When you’re trying to get into a home, you might have a lot of pressure on you. There are a lot of people that feel like it’s a serious sign of failure if they don’t get into the house that they first laid eyes on and bragged to everyone about finding. However, this is a trap that definitely takes you further and further away from your goals — and who really wants to be moving backward instead of forward?
You have to stop and think about the things that matter to you in a house and make sure that you stay within your budget.
Naturally, you’re going to run into a point where looking at your budget and looking at the numbers on the sheet describing your dream home really isn’t going to be enough information to really make one of the most important decisions of your life. You want to really make sure that you’re getting all of the information, and that means turning to the mortgage calculator.
Remember what we talked about at the beginning of this guide — the pressure factor? Now, you might be tempted to feed the mortgage calculator the right numbers that add up to you moving into your first choice home — even if reality says that you really can’t afford it. Some people — including overzealous agents and even your friends and family — will say that everyone plays with the numbers a bit.
Yet there are strong reasons not to try to cheat the equity release calculators. First and foremost, if something looks like it’s out of your budget — it usually is.

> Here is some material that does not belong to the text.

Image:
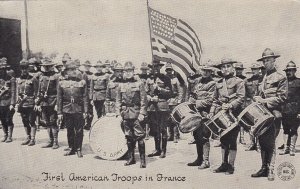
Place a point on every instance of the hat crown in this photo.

Some people think that getting an adjustable-rate mortgage is the way to go if you can’t afford your home any other way, but that might not be the way to go — especially if you have any feeling that your income is going to decrease over the years rather than increase.
Another point that you will need to think about is that if you do play with the numbers and deviate from reality, you’re much more likely to do that on your official mortgage application — and that’s definitely a no-no. You don’t want to just jump in and get things that way, because if it’s found that you overstated your income — or understated your expenses, you are committing mortgage fraud. That is a very serious offense that can cause you to lose your home — the very last thing that you wanted!
So, if you take nothing else from this guide, take this: don’t cheat the mortgage calculator and make sure to avoid credit card debt!